Teyzemin biri çıkmış, “bu millet yıllardır Kemal Sunal filmleri seyrediyor, bu insanlardan ne bekliyorsunuz ki” diyor. Vallahi siz Kemal Sunal filmlerine kurban olun. Onlar hiç olmazsa o devir için bir kendini bulma ortamlarıydı. Halleri, tavırları birçok insana yakın geliyor ve onlar için bir umut ışığı oluyordu.

Bu devirde “OKS Anneleri” seyrediyoruz.
Anneler demişken yine dün gördüm, bir de “Haftanın Annesi” diye bir program var. İçeriği hakkında hiçbir fikrim yok ama ne program yapacağımızı şaşırdığımız da çok net belli oluyor. Çocuğunu her gün sırtında okula taşıyan kadın mıdır haftanın, ayın, yılın annesi, yoksa televizyon yarışma programında formata göre hareket etmeye çalışanlar mıdır?
Bu kadar program arasında Uğur Dündar’ın halk arenası programını da kaçırmadım ama bu sefer kini beğendim desem yalan olur. Birincisi hep aynı 13 konuk döne döne programa çıkıyorlar, ikincisi de dünkü program tamamen bir partinin reklamı gibiydi. İstanbul, İzmir ve Eskişehir’den başka hiçbir yerde de program yapamıyor. Bu illerdeki izleyicilerde onun veya konuklarının ne söyleyeceğini zaten biliyorlar. Bence programları biraz daha geniş bir coğrafyaya yayması gerekiyor.

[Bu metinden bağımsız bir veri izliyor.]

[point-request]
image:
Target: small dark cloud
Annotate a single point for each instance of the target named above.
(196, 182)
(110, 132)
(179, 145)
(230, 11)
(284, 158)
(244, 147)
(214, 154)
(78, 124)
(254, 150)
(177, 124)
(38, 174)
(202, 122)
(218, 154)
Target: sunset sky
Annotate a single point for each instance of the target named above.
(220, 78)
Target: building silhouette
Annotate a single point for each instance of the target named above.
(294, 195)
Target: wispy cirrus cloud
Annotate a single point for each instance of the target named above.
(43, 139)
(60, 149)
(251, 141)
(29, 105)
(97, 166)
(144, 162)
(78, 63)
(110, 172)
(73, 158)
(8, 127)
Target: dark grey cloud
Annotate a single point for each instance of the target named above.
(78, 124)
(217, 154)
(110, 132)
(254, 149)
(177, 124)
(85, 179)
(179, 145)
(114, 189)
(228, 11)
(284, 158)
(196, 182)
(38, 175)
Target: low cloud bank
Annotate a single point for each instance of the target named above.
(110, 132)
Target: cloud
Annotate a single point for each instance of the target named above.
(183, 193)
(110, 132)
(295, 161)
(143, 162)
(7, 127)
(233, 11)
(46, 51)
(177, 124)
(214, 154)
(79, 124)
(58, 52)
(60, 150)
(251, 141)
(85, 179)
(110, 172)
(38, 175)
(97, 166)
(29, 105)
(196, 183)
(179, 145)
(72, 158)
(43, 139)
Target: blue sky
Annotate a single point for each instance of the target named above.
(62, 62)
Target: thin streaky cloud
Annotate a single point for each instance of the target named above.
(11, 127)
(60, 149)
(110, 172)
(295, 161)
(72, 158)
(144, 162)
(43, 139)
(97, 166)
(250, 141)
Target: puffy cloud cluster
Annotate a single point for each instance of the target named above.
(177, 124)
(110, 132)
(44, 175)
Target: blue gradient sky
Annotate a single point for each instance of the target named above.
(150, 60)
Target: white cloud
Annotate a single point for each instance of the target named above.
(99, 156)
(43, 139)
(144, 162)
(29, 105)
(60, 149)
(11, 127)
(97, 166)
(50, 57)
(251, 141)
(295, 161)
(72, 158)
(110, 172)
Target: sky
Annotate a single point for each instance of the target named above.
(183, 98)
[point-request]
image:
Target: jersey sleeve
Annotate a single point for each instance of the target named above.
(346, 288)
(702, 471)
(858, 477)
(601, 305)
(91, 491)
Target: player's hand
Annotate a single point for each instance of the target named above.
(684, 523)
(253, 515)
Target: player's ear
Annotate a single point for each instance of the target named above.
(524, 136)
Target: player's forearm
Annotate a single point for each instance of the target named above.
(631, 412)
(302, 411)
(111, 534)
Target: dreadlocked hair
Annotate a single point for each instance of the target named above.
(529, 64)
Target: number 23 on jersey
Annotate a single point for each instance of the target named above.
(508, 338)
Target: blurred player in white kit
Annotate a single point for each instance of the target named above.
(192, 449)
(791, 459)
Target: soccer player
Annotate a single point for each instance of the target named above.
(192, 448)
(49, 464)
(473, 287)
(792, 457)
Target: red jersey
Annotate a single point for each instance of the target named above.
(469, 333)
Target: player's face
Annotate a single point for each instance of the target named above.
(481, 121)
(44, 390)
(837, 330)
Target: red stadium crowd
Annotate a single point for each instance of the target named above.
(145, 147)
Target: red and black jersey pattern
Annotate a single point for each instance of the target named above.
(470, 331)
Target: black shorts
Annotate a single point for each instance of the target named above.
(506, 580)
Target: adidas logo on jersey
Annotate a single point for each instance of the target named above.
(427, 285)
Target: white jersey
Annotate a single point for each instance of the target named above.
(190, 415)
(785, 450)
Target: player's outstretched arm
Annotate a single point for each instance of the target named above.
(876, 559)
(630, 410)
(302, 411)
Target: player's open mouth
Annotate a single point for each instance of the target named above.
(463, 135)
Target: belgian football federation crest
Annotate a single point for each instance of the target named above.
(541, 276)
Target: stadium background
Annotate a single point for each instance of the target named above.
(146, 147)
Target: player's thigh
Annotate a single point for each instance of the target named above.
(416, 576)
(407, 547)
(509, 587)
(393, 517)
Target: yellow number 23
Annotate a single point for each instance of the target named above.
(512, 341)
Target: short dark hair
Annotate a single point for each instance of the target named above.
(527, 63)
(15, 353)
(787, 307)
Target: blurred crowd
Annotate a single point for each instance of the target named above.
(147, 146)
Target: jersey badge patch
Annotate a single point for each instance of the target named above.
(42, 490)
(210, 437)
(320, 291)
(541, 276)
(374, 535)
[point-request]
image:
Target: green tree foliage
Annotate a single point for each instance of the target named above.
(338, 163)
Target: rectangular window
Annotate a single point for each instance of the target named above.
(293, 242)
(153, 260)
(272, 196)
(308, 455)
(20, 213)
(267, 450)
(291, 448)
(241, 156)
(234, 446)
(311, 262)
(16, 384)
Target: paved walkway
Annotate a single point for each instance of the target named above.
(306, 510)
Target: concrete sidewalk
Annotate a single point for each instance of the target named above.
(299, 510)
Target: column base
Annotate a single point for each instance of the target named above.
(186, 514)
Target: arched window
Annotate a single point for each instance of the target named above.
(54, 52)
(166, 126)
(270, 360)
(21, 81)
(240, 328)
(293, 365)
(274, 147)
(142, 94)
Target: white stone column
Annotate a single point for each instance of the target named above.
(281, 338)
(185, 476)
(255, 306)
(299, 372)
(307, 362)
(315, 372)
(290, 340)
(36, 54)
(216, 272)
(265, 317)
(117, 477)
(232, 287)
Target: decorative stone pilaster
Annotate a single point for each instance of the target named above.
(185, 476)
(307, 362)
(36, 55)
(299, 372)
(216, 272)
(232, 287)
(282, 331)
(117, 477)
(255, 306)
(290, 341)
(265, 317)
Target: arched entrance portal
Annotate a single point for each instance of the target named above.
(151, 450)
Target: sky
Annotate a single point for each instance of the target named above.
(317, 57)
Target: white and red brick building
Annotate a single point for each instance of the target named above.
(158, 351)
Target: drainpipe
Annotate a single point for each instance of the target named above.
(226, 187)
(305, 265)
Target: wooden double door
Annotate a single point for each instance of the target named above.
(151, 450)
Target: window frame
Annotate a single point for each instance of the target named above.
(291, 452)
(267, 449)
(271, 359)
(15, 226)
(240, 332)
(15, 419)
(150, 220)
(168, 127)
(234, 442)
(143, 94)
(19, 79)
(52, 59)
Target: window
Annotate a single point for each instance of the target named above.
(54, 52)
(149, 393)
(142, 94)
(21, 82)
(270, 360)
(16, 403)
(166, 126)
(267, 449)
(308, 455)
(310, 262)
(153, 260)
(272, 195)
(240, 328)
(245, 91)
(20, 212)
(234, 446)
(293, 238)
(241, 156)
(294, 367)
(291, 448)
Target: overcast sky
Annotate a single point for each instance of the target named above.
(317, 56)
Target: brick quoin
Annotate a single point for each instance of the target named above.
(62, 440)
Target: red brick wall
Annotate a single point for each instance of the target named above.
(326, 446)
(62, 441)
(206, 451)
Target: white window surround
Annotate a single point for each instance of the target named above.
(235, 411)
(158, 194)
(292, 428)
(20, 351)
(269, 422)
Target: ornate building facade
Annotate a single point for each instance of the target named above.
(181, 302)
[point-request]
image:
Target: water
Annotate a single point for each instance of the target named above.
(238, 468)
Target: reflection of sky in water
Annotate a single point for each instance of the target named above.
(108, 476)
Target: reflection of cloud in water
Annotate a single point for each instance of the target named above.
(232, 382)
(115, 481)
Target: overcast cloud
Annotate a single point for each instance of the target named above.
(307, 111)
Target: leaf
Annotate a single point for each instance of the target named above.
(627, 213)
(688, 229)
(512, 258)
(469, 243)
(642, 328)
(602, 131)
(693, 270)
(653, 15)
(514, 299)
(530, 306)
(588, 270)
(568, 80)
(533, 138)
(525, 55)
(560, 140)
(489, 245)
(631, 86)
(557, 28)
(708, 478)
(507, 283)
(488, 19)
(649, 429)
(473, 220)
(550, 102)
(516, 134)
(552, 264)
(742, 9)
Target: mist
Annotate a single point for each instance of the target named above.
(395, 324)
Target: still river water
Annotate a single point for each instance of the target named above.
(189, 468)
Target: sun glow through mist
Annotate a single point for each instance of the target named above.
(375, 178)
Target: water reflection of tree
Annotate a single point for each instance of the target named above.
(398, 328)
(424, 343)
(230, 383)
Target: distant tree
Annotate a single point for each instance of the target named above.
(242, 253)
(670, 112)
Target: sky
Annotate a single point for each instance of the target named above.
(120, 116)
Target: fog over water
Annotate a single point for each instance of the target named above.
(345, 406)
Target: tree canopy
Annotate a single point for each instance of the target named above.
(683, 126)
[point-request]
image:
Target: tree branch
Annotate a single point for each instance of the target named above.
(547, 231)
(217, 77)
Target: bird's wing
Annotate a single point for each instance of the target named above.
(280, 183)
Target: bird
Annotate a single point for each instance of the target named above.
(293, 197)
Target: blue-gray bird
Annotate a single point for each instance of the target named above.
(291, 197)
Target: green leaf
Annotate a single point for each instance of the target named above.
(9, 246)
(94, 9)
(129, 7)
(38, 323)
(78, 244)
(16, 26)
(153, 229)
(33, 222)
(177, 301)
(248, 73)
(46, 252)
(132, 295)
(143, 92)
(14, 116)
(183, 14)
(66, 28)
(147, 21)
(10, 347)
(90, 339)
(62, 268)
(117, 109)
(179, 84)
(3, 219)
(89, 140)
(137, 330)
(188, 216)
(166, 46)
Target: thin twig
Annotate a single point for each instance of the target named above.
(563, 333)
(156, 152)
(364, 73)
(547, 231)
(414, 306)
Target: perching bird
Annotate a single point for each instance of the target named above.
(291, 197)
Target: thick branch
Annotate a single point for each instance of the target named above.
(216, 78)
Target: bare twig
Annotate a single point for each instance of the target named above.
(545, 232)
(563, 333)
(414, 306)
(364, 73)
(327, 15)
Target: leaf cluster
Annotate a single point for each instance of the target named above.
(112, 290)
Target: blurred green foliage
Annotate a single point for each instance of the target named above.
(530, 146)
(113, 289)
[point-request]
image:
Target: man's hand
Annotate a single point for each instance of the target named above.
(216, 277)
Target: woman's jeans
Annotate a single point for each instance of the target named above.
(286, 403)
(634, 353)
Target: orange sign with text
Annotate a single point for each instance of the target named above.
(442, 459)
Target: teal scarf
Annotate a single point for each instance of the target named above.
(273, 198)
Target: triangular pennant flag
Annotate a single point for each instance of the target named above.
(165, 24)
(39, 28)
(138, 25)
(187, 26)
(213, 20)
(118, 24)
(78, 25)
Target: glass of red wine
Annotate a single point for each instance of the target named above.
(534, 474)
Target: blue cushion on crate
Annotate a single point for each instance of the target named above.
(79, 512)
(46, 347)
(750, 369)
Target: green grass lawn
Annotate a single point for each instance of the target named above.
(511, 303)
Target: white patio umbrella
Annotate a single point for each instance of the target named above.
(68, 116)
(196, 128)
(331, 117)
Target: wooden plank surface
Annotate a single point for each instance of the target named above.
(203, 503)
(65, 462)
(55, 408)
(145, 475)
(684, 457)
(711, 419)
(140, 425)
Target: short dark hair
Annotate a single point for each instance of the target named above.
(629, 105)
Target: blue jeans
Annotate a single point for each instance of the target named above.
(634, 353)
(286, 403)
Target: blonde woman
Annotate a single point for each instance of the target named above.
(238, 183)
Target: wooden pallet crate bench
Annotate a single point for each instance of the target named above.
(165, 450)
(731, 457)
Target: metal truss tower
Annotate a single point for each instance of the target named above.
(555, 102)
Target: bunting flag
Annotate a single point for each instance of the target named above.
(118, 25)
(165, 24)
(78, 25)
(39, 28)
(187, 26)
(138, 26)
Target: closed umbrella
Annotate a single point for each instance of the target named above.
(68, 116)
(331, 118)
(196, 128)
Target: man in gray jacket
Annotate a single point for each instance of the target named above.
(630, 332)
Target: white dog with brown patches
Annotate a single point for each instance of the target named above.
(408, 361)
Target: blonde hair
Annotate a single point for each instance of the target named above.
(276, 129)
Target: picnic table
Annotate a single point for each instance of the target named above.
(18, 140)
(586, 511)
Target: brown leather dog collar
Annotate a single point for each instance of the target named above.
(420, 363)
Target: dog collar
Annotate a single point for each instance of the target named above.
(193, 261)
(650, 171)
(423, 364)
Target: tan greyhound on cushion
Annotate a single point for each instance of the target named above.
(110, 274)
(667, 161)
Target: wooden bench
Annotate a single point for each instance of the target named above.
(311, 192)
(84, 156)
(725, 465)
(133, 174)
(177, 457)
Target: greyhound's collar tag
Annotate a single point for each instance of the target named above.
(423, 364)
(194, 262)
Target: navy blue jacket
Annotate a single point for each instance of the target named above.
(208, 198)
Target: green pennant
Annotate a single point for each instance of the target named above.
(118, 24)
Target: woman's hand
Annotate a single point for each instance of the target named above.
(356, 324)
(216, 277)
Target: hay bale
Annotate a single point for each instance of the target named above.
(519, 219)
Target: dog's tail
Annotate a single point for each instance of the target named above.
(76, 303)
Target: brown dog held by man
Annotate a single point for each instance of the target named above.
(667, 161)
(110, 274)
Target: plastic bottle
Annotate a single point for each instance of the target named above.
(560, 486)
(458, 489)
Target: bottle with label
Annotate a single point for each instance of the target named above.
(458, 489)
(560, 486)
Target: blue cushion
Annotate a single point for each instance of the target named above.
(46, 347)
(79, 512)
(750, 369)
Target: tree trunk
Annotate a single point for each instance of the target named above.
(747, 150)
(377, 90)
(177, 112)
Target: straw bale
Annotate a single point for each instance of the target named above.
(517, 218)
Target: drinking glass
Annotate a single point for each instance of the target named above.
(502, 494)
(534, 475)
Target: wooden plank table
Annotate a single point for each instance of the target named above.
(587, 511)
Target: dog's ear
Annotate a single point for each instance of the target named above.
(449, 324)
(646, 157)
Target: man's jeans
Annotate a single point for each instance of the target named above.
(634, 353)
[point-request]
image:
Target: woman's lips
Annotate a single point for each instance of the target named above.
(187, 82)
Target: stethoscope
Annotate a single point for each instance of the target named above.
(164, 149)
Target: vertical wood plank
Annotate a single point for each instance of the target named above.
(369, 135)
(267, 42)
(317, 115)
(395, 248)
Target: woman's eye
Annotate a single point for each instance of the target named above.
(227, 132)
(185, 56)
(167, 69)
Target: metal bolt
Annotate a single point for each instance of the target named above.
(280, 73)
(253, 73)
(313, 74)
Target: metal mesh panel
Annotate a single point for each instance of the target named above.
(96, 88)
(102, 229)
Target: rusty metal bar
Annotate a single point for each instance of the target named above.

Bir de tabi sevgili Annemin de çok severek izlediği tonla dizi var ama dün akşam onlara bakacak vakit kalmadı. Göremedim ama eminim ben doğduğumdan beri televizyonda olan “arka sıradakiler” ve “arka sokaklar” dizileri halen oynuyordur. Bunlar yıllardır televizyonda olduğuna göre demek ki yıllardır birileri bunları izliyor.

Az daha unutuyordum, bir de “O ses Türkiye Çocuklar” diye bir program var. O programı da sevmedim. Birazcık seyrettim ve bana doğal gelmedi. Programın yapısında ve akışında samimi olmayan bir şey var.

Bugün Cuma. Şimdi bu akşamdan başlayarak, Pazartesi gecesi de dahil olmak üzere, ortamı germe sırası futbol yorumcularında. Hafta 7 gün ve bu 7 günün 4 akşamında futbol yorum programı var.

Üzülerek söylemeliyim ki hiçbir kanalda kültüre, sanata, yönelik bir program yok. Sanata en çok yakınlaşacağınız yer Kral TV. İnsanlar ellerindeki, avuçlarında ki paraları kolayca kaybedebilsin diye bütün gün at yarışı gösteren bir kanal bile var.
Bizler izlediğimiz müddetçe de, bu saçma sapan programlar yayında kalmaya devam edecek. Rating uğruna yapılmayan program kalmamış…

Emin’in tavsiyesi televizyon izlemeyi biraz azaltıp, kitap okumayı biraz arttırmamız yönündedir. İnanın 24 saat kitap okusanız bitmeyecek kadar çok güzel kitaplar var…  Ben sürekli okuyorum ama okunacak kitaplar listemde hiç azalmıyor.